Kalau Togap Marpaung bukan pegiat anti korupsi tetapi seorang PNS atau ASN yang adalah pelapor korupsi (whistleblower) yang tidak mencari nafkah sebagai whistleblower tetapi malah menghabiskan uang ratusan juta rupiah dan tidak mendapat gaji 5 tahun sehingga kerugian materil miliaran rupiah belum termasuk kerugian imateril.
Sangat mengecewakan Pemohon dengan penolakan permohonan HUM pertama. Tetapi ada kebanggan karena dalam putusan jelas tertulis bahwa Presiden Republik Indonesia sebagai Termohon memberi kuasa kepada 3 pejabat struktural eselon 1, 2 dan 3, berdasarkan Surat Kuasa Khusus tanggal 14 Juli 2023 kepada:
- Nama : Asep N. Mulyana;
Jabatan : Direktur Jenderal Peraturan Perundang-Undangan Kementerian
Hukum dan Hak Asasi Manusia:
- Nama : Andri Amoes;
Jabatan : Plt. Direktur Litigasi Peraturan Perundang-Undangan
Kementerian Hukum dan Asasi Manusia;
- Nama : Purwoko;
Jabatan : Koordinator Penyelesaian Sengketa Peraturan Perundang-Undangan
- Perpres No. 102 Tahun 2020
Nomor Registrasi : 36/PR/VIII/HUM/2023, tanggal 16 Agustus 2023. Belum ada putusan hingga hari ini, Senin tanggal 5 Februari 2024 yang berarti sudah melampaui batas waktu sekitar 169 hari. Karena menurut staf PANMUD TUN MA, waktu putusan paling lama 60 hari terhitung sejak tanggal registrasi.

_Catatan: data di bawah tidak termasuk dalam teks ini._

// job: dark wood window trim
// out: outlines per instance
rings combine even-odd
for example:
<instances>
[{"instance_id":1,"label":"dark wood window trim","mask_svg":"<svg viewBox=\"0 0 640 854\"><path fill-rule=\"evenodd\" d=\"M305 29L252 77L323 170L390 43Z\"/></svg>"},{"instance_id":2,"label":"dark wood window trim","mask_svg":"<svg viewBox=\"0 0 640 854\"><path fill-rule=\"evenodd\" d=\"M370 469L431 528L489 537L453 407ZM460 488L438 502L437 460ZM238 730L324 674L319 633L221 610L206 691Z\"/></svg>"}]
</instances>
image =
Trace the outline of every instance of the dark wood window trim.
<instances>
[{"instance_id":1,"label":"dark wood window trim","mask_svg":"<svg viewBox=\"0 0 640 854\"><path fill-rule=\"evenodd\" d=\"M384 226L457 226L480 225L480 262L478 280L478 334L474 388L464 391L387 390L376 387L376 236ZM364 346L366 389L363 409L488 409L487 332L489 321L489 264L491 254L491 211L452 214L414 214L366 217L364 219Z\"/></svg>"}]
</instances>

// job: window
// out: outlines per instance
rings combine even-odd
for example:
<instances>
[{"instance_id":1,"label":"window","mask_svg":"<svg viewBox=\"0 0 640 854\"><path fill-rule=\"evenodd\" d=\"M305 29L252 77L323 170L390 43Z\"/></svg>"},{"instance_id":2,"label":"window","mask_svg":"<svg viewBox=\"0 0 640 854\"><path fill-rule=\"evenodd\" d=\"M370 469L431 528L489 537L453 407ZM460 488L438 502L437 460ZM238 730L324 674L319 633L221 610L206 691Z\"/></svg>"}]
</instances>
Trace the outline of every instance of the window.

- Perpres No.54 Tahun 2018
Nomor Registrasi : 38/PR/IX//38 P/HUM/2023, tanggal 5 September 2023. Juga belum ada putusan hingga hari ini, Senin tanggal 5 Februari 2024 yang berarti sudah melampaui batas waktu sekitar 150 hari. Karena menurut staf PANMUD TUN MA, waktu putusan paling lama 60 hari terhitung sejak tanggal registrasi.
Dalam benak Pemohon, terjadinya keterlambatan putusan MA karena tidak memperkirakan bahwa ada permohonan susulan secara berantai hingga 3 HUM yang kesemuanya merupakan Trilogi Whistleblower Nuklir untuk Bela Negara dengan mendukung kebijakan pemerintah melalui 1 PP plus 2 Perpres yang ditandatangani Presiden. Tetapi, ironis dan sedihnya pelapor korupsi dianggap musuh negara yang sesungguhnya wajib dilindungi. Penjelasan lengkap sudah dibuat pada tulisan pertama dan kedua.
Sebagai informasi tambahan bahwa eks pimpinan KPK, ICW dan Perludem gugat Peraturan KPU terkait caleg eks terpidana, khususnya korupsi ke MA karena dianggap bertentangan dengan putusan MK, permohonan HUM dikabulkan MA. Berita media 30 September 2023.
Dengan demikian, judul tulisan ketiga menjadi relevan, dapat dipertanggungjawabkan karena ada landasan hukumnya, tidak mengada ada, tidak menyajikan alasan yang asal-asalan, tidak fitnah.
Langkah selanjutnya adalah whistleblower selaku Penggugat Tunggal akan mengajukan gugatan perdata perbuatan melawan hukum ganti rugi kepada:
1. Presiden RI, 2. Kepala Bapeten, 3. Mensetneg, 4. Menpan RB, 5. Kepala BKN, 6. Ketua KSN di PN. Jakarta Pusat dalam waktu dekat ini.